Marko: Ich kann nur sagen, dass es eine fantastische Erfahrung war, mit Steve zu arbeiten, ganz abgesehen davon, dass ich mir meinen Kindheitstraum erfüllt habe, mit einer so legendären Person zu arbeiten. Dazu bin ich überglücklich mit dem Sound der beiden Alben, die wir mit ihm gemacht haben. Steve selbst ist sehr professionell, aber auch lustig, clever und auf seine eigene Art seltsam.

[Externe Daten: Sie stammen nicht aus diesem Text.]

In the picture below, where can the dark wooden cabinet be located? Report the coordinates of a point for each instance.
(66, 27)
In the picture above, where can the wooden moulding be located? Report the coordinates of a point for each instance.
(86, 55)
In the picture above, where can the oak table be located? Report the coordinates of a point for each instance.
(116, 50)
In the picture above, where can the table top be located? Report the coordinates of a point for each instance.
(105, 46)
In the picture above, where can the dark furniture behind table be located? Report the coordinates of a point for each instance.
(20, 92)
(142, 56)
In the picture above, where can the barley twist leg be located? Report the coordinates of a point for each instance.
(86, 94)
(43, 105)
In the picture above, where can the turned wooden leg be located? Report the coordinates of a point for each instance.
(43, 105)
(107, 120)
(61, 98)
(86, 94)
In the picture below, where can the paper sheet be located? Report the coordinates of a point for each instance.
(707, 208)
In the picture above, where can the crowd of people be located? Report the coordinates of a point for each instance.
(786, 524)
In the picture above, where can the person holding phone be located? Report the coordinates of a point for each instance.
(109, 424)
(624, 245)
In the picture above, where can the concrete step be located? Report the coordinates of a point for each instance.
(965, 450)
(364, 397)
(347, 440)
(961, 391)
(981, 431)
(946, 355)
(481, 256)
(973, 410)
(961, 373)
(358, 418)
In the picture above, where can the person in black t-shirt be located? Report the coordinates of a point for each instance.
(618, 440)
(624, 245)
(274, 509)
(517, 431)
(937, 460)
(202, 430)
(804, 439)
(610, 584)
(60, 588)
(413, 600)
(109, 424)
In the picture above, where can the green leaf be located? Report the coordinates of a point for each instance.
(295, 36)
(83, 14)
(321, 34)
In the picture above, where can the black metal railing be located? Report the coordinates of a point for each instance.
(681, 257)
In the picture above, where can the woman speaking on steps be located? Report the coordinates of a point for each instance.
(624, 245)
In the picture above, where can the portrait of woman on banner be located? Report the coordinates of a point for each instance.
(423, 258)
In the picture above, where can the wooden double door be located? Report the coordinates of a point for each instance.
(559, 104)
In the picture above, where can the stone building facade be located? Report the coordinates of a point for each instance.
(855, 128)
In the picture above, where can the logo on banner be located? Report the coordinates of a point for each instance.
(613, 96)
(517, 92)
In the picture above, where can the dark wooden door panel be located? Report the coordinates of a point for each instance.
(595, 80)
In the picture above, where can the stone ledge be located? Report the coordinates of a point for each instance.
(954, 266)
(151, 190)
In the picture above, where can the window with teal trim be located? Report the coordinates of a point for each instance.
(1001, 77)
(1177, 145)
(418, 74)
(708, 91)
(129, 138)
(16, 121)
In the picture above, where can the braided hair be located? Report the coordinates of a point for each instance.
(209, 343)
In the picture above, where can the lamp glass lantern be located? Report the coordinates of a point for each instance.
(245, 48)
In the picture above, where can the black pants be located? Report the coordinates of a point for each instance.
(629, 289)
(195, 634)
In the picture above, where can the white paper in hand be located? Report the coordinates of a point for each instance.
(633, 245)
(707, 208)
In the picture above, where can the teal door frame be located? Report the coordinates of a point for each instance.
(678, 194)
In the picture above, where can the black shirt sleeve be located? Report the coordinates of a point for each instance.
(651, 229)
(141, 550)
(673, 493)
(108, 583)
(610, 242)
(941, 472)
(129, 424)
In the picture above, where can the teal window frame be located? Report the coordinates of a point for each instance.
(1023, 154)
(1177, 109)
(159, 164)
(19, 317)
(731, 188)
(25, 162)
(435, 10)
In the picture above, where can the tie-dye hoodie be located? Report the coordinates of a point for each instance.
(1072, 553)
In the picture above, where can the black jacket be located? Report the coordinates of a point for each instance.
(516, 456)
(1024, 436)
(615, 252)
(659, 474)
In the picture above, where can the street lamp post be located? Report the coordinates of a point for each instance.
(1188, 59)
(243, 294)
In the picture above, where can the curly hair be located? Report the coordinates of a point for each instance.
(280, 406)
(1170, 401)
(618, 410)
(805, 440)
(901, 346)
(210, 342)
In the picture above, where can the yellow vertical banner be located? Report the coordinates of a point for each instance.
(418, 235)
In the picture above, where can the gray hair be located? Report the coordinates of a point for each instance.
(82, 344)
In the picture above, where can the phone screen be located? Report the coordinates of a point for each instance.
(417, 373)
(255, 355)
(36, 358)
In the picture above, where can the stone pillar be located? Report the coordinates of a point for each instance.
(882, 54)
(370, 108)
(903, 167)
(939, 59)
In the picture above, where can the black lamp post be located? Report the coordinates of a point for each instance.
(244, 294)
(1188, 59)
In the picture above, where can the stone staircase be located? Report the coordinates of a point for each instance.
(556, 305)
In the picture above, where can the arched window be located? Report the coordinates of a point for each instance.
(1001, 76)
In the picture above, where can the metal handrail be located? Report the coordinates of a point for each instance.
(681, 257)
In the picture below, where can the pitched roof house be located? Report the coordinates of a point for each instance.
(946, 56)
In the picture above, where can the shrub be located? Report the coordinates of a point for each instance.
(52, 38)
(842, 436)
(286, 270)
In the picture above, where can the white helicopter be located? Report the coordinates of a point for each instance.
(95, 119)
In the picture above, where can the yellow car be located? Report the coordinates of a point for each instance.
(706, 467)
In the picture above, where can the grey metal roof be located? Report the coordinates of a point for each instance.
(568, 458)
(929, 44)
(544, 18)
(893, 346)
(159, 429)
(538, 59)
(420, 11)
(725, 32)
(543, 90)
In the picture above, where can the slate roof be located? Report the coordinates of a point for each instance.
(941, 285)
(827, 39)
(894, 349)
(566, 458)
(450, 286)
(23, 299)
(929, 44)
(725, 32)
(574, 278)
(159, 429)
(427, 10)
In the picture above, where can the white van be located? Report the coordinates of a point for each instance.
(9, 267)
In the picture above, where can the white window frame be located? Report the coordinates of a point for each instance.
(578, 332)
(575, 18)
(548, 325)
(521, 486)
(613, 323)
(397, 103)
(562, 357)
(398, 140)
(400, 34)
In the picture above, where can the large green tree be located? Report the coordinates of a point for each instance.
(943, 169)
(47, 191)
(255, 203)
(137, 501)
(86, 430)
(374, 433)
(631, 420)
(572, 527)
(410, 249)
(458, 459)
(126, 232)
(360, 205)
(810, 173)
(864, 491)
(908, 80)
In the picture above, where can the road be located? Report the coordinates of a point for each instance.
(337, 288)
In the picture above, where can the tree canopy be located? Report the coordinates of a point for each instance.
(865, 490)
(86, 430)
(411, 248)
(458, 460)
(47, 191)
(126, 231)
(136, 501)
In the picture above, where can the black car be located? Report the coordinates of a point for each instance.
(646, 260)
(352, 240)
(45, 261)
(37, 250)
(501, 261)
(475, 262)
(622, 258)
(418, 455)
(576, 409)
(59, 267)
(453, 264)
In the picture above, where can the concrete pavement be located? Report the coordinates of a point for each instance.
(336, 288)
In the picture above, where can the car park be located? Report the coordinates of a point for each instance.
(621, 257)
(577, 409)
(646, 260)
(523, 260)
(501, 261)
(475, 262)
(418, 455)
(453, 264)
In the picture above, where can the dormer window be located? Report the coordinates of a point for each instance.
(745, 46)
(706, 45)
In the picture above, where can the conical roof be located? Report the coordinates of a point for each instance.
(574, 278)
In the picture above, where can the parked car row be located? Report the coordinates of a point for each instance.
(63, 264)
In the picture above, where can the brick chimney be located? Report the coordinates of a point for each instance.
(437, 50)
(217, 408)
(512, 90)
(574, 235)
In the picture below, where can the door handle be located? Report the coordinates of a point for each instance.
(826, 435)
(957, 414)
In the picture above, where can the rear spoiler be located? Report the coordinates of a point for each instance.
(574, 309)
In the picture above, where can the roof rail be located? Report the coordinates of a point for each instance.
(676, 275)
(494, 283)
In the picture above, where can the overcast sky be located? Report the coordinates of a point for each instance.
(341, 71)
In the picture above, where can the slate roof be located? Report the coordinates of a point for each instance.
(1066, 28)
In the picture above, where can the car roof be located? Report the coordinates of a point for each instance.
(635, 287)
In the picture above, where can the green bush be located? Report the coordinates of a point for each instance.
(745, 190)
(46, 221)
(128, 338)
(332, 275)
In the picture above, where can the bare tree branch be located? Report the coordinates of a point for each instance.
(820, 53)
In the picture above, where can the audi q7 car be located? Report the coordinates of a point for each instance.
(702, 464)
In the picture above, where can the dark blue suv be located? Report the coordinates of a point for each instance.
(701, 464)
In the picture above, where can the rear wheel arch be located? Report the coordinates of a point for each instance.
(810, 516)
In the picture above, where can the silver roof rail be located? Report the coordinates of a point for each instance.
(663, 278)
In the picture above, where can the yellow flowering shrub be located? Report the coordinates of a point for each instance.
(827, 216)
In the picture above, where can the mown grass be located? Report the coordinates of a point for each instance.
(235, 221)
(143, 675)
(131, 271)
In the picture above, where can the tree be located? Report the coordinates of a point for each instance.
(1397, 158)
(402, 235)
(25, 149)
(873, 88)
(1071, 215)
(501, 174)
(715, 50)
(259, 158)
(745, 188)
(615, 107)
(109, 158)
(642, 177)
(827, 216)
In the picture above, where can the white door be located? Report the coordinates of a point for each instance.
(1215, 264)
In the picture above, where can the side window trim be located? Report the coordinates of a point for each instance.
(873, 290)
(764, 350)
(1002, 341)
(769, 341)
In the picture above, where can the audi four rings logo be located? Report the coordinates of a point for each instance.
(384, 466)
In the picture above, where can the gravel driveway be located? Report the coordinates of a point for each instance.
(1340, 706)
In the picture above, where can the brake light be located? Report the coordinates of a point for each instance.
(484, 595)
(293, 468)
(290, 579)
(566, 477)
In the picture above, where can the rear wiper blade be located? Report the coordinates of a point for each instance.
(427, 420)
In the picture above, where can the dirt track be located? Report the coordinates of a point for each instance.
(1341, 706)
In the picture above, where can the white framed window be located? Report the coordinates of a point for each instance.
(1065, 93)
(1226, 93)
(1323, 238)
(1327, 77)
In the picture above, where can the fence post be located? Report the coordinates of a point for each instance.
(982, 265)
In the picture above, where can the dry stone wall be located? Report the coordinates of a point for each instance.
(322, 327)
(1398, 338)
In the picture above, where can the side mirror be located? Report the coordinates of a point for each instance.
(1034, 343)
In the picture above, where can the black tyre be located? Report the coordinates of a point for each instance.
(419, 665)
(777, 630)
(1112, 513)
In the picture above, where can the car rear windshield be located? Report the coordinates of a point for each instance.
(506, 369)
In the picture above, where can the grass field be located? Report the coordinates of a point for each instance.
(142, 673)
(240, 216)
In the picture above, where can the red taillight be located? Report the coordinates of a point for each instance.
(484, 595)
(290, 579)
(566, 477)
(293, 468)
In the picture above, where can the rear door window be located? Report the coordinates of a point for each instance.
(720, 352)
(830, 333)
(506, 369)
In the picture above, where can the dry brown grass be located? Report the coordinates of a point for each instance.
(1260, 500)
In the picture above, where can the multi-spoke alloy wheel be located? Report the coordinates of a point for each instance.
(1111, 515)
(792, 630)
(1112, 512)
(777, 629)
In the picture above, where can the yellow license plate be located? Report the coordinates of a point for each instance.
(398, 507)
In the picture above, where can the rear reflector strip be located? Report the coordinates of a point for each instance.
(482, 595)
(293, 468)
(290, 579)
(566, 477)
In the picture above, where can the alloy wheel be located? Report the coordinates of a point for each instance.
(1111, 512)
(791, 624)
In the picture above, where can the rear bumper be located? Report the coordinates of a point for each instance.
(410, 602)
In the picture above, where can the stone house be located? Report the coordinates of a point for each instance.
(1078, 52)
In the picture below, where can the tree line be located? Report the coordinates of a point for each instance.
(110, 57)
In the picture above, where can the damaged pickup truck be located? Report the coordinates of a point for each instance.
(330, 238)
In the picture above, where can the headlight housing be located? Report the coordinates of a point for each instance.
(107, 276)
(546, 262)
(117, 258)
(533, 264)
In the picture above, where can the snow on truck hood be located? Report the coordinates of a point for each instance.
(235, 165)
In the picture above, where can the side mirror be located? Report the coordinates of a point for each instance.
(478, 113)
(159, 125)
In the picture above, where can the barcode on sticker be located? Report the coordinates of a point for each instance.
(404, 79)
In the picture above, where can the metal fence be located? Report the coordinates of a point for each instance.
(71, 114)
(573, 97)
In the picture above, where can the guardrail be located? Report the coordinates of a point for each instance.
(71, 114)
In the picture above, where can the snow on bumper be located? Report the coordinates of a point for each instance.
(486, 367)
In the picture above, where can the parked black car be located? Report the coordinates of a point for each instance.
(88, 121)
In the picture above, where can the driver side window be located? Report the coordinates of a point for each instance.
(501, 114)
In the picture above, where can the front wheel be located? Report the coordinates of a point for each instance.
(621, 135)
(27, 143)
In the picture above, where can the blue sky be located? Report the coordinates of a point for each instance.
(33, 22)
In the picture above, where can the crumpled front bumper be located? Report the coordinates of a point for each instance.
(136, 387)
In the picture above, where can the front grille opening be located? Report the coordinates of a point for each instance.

Marc: Wir haben Steve Albini bei einer SHELLAC-Show in Amsterdam getroffen und er hat sofort zugesagt, dass er unsere Platte aufnehmen möchte. Ich hätte niemals gedacht, dass ich mal mit demselben Typen zusammen arbeiten würde, der mit NIRVANA, Jimmy Page und Robert Plant von LED ZEPPELIN, IGGY POP AND THE STOOGES, HIGH ON FIRE, PIXIES und NEUROSIS gearbeitet hat. Er nimmt alles komplett analog auf und hat alles Mögliche an analoger Ausrüstung in seinem Studio. Es gibt keinen Computer in seinem Studio. Und er benutzt so wenige Kanäle wie möglich, um den bestmöglichen Klang zu erhalten. Die Drums wurden in einem Raum aufgenommen, der so groß wie eine Kirche war und es klingt fantastisch. Als wir Albinis Studio in Chicago betraten, lief er in einem dieser Arbeiteroveralls herum, er sah aus wie ein Klempner, das ist seine Arbeitskleidung, mit dem Namen des Studios auf dem Rücken. Seien ganze Crew von Technikern trugen ebenfalls diese Overalls. Es wirkt so, als wären sie Atomwissenschaftler oder so etwas. Wir waren ziemlich beeindruckt von Albini und seinem aufwändigen Studio. Er hat mit einigen der wichtigsten Bands der Rock-Geschichte gearbeitet, aber er ist ein supercooler und absolut entspannter Mensch. Nach einem Tag hat er angefangen, Witze zu machen und von Kurt, Iggy, Jimmy Page und so weiter zu erzählen. Wir hatten alle unsere eigenen Räume in seinem Studio, deshalb haben wir von zwölf bis Mitternacht gearbeitet, sind schlafen gegangen, und um zehn oder elf aufgestanden, um uns auf die Aufnahmen vorzubereiten. In der Zwischenzeit, wenn die anderen ihre Soli oder den Gesang aufgenommen haben, haben wir gegessen oder Pool gespielt. Albini ist ein großer Pool-Fan und hat einen riesigen Billardtisch in seinem Studio stehen. Wir haben im Februar aufgenommen und es war kalt und hat geschneit, deshalb sind wir nicht sonderlich viel nach draußen gegangen und haben uns so hauptsächlich auf die Aufnahmen konzentriert. Albini hat zwölf Stunden durchgearbeitet, ohne etwas zu essen, nur mit einer riesigen Tasse Kaffee.
Gibt es bereits Pläne für ein neues Album?
Marko: Noch nicht für eine LP, aber es gibt definitiv Pläne für eine neue 7“, die hoffentlich noch vor dem Sommer 2014 veröffentlicht wird. Es ist ein bisschen kompliziert, die Proben und die Arbeit an neuen Songs zu organisieren, wenn die halbe Band in anderen Ländern lebt, aber Marc und ich stellen einen Masterplan auf, also seid geduldig und ich verspreche, dass ihr im nächsten Jahr einige neue VITAMIN X-Songs hören könnt.